I can't blame anyone working here for their lack of enthusiasm. Working in a prison surely sucks. The buildings are gross, the jobs are pretty unrewarding, and the residents, even at their best-behaved, can tax one's patience. The employee culture looks to be one of lighthearted joking around, but it also fosters gruff indifference. My guess is that jobs here attract two types of people: those who want to do as little as possible, and those who feel that they have something to prove. Neither makes for a great employee.

I've argued for years that the Missouri Department of Corrections should significantly increase entry-level employee wages. I believe this now more than ever. By raising wages for correctional employees, the DOC could be more exacting in their hiring and employee-retention standards. By onboarding only people with higher educations, they'd increase the likelihood of facilities keeping with departmental policies. By asking a bit more from employees, in every area – from behavioral compliance to dress codes – they'd lower the odds of costly lawsuits by aggrieved prisoners and mistreated workers, as well as promoting healthier work environments where people with lower stress levels get sick less often and prisoners aren't as likely to get frustrated and lash out violently.

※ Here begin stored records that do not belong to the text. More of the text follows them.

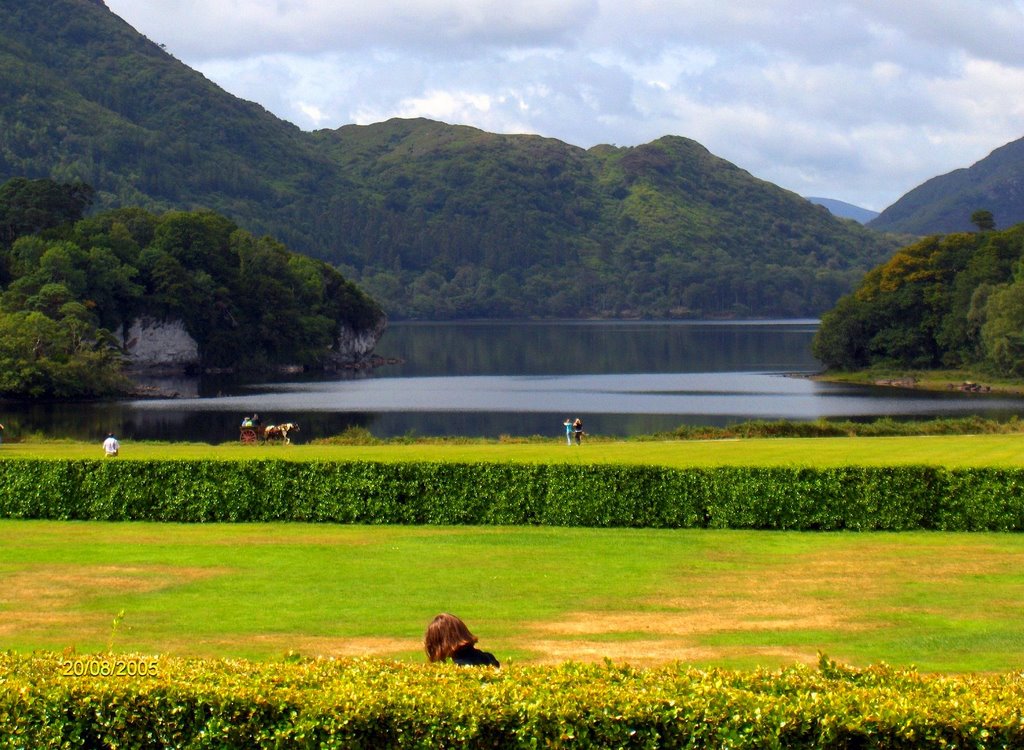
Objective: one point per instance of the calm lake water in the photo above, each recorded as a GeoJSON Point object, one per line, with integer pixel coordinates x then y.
{"type": "Point", "coordinates": [524, 378]}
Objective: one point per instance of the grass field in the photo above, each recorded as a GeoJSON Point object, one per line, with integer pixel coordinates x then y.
{"type": "Point", "coordinates": [942, 601]}
{"type": "Point", "coordinates": [980, 450]}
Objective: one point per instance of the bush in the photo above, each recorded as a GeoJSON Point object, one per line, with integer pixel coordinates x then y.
{"type": "Point", "coordinates": [373, 704]}
{"type": "Point", "coordinates": [895, 498]}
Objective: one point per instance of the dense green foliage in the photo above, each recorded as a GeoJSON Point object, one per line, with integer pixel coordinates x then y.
{"type": "Point", "coordinates": [433, 220]}
{"type": "Point", "coordinates": [850, 497]}
{"type": "Point", "coordinates": [373, 704]}
{"type": "Point", "coordinates": [944, 301]}
{"type": "Point", "coordinates": [946, 203]}
{"type": "Point", "coordinates": [70, 291]}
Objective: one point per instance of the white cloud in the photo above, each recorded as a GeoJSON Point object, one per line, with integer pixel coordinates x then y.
{"type": "Point", "coordinates": [856, 99]}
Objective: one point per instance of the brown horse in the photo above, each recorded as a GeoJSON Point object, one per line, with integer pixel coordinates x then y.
{"type": "Point", "coordinates": [280, 431]}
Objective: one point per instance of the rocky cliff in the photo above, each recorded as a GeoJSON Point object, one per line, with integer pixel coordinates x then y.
{"type": "Point", "coordinates": [165, 346]}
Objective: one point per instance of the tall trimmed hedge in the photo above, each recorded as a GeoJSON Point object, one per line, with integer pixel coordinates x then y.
{"type": "Point", "coordinates": [370, 704]}
{"type": "Point", "coordinates": [852, 497]}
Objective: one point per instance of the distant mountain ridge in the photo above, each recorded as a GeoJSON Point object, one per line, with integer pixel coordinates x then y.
{"type": "Point", "coordinates": [434, 220]}
{"type": "Point", "coordinates": [845, 210]}
{"type": "Point", "coordinates": [944, 204]}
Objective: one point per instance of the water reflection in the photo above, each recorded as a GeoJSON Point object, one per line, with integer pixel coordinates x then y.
{"type": "Point", "coordinates": [493, 378]}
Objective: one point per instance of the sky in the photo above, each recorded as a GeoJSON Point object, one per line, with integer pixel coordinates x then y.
{"type": "Point", "coordinates": [859, 100]}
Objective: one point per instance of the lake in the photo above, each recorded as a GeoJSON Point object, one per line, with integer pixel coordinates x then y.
{"type": "Point", "coordinates": [517, 378]}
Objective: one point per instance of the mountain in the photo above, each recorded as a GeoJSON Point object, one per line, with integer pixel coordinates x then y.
{"type": "Point", "coordinates": [845, 210]}
{"type": "Point", "coordinates": [434, 220]}
{"type": "Point", "coordinates": [944, 204]}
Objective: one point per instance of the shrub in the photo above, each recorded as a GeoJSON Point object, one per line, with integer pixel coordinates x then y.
{"type": "Point", "coordinates": [851, 497]}
{"type": "Point", "coordinates": [373, 704]}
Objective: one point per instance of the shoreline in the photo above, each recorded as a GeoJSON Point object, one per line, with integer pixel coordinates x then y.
{"type": "Point", "coordinates": [963, 381]}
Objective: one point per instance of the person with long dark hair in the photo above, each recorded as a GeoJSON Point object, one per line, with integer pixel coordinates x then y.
{"type": "Point", "coordinates": [448, 637]}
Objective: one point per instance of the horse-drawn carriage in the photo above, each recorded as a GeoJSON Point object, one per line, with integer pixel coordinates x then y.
{"type": "Point", "coordinates": [252, 431]}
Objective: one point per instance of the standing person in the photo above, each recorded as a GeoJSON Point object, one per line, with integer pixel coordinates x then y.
{"type": "Point", "coordinates": [448, 637]}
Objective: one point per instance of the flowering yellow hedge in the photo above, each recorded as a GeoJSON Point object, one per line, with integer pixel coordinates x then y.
{"type": "Point", "coordinates": [53, 701]}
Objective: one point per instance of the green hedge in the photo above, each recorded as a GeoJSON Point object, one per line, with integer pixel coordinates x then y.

Pay my warders better, Missouri; that's what this boils down to. I'm tired of seeing violence on the yard, missing out on precious activities, and being locked down for entire days, all because inadequate staffing is unconducive to vigilance.

06 October, 2021

Another Night, Another Death

Ernest Johnson was executed by the state of Missouri last night. His killing was carried out by lethal injection at Eastern Reception, Diagnostic & Correctional Center, right here where I'm confined. While someone in a small room administered an intravenous poison to Johnson's body, the dining hall served the prison population barbecue pork and a baked potato.

The recreation building was closed for the occasion, so I didn't go to work in the afternoon or evening. The same went for the library. Factory workers had their usual hours. The rumor was that everyone would lock down for the 4:30 afternoon count, as usual, then not be allowed out until morning, once the body of Ernest Johnson was good and cold.

The previous Missouri execution took place in May of 2020. ERDCC wasn't locked down then, but in the years before I got here, lockdowns on execution nights were de rigueur, as if to emphasize the fucked-upedness of the circumstances. You'd think that someone running a prison would want to de-emphasize the occasion – if not distracting the institution's population by showing a good movie, at least not eliminating all recreational opportunities.

In the hours before the execution, many prisoners in my wing grumbled about losing rec, as well as about the twin possibilities of a lockdown and a dinner of PB & J. My cellmate started to complain; I shut him down. A guy's dying! Neither cell confinement nor a brown-bag meal bore out, but that isn't the point.

I could go on a tangent about the circuitous logic of killing someone to show that killing is wrong. I won't. Nor will I weigh in on the constitutionality of executing a mentally deficient person. What astonishes me is the concern that these executions engender among those here. No one gave a tinker's fart for Johnson, of course, they just didn't want to lose crucial chess-playing hours. I want to ask where our heads are. More urgently, I want to know where are our hearts.